As time advances, however, the duration of these periods is found to become shorter, and it is necessary, in order to obtain the same pleasant result, to increase the amount of the drug. It has, also, to be taken oftener. Sleep, when it comes, is less profound, the dreams not so pleasant. Should the patient pass the accustomed time for the drug, the loss is at once felt and the first symptoms of rebellion show themselves. A further and larger dose is taken, to quiet the rebellious demon that rules them, and again comes the pleasure, though not so satisfying as at first. The hours of freedom from the tyrant become shorter and shorter, sleep refuses to come, grave doubts fill the mind, the temper is no longer even and pleasant, but irritable and capricious, pains show themselves in various parts of the body, the nights are long hours of torment, conversation becomes a burden, suspicion shows itself, a desire to be alone is overpowering, better feelings are blunted, benevolence is replaced by selfishness, mental stimulation and exhilarance by torpor. Friends are neglected, the books that were once interesting are no longer so, amusements pall upon the taste, family ties, once so pleasant, are become burdensome, and life a dreary space, marked only by the hour at which the drug is to be taken. The days are filled with repentance, the hours garnished with resolves no sooner made than broken,

“O woeful impotence of weak resolve,”

the nights years of misery and anguish, teeming with horrors beyond the power of tongue or pen to paint. Here is the plaint of one, now freed from his bondage:[7] “The morphia victim dwells, after the first exhilaration is gone, in a realm of phantoms and shadows. I saw sights more terrible than can be imagined. I felt pains that do not belong to any mortal lesion. I have shrieked my terror, but the shriek only awoke a myriad of devils, who had been sleeping till then unseen by me. Four months of morphia addiction sufficed to bring me to this land of horrors, where no joy came or has come since the making of the world. My days were spent in self-indulgences. Alone in my office, in an easy chair, I could, with poetry and interesting therapeutical works, manage quite comfortably to pass the hours away. But let a patient summon me away from home, and my gloom and despondency was almost insupportable. I was tormented by continual self-conflict. Conscious of the weakness of my efforts to emancipate myself, I kept on planning some new mode of attack, in the nerveless hope that I could defeat the Lethean devil whose thews were strong as steel, and yet I knew, as day followed day, and week followed week, in so far as all this mental warfare was concerned, it could bring me no help in my awful bondage.

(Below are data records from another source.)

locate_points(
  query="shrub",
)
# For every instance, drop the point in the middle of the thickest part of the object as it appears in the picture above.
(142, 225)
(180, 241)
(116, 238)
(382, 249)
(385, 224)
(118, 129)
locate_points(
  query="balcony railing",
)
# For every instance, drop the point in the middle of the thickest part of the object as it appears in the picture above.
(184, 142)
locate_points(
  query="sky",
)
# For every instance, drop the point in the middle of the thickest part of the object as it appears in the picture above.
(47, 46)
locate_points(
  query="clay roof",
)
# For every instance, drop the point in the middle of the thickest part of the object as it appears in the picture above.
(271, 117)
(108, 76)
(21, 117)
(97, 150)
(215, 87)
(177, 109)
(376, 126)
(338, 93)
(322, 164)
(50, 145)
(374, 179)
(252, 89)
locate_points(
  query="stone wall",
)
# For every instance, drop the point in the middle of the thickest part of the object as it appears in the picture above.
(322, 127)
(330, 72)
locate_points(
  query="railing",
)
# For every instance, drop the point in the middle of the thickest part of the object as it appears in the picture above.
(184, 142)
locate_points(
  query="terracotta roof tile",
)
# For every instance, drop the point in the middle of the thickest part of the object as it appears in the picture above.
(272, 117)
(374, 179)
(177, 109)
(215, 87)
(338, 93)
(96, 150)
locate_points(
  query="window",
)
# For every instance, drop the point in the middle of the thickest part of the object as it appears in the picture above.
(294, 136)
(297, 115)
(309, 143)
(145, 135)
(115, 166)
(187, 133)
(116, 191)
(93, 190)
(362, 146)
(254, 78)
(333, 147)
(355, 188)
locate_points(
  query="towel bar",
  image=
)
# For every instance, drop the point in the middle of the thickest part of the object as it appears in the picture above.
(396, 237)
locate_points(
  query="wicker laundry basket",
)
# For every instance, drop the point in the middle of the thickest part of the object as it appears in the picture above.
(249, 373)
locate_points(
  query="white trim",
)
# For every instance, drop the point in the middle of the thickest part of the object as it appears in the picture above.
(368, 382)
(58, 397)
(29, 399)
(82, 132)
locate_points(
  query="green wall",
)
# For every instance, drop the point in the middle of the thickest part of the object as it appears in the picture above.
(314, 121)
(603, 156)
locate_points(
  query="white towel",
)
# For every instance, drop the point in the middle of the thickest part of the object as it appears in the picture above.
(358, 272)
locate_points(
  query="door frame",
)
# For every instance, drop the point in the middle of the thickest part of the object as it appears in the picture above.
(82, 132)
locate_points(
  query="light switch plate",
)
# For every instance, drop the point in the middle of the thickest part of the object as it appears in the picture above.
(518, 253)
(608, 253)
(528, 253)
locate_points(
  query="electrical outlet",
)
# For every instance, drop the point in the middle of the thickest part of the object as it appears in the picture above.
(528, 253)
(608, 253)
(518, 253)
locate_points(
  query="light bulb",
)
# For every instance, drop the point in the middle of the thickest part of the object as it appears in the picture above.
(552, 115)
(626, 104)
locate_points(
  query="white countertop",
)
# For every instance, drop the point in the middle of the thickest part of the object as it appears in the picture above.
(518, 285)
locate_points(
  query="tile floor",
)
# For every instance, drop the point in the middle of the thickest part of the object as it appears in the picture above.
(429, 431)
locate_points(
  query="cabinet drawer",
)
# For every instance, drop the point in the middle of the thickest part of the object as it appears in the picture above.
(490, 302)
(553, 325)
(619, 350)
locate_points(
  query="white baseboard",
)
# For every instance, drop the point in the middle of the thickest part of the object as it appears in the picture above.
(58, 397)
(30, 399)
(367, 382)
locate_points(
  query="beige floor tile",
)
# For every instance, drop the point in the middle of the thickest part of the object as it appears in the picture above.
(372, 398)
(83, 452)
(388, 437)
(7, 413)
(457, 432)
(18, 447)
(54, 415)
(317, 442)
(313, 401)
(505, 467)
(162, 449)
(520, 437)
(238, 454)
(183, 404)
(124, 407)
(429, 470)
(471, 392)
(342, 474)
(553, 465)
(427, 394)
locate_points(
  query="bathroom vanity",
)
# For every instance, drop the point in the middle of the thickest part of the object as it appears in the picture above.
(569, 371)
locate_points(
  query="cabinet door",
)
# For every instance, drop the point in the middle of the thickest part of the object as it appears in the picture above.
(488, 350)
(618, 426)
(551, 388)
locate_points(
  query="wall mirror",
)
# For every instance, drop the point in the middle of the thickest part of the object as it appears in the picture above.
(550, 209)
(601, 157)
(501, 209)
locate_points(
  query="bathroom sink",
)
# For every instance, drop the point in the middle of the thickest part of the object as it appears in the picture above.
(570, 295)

“No dark imagery can paint the encompassing horrors of those nights of torment that belonged to the last two months of my twelve months’ morphia addiction. Not one hour that I passed in bed between midnight and noon did I know normal sleep. In dreams that seemed more vivid than reality, I entered gloomy caves, and walked for hours over rotten cadavers, sometimes forced to step on them and be overwhelmed with loathsome odors. I saw faces in the weird darkness, sometimes a thousand at once, and each was made of blood-red flame; they flashed and went out. My nightmared brain was chased and haunted by everything that can exist in a vast hell of phantoms.”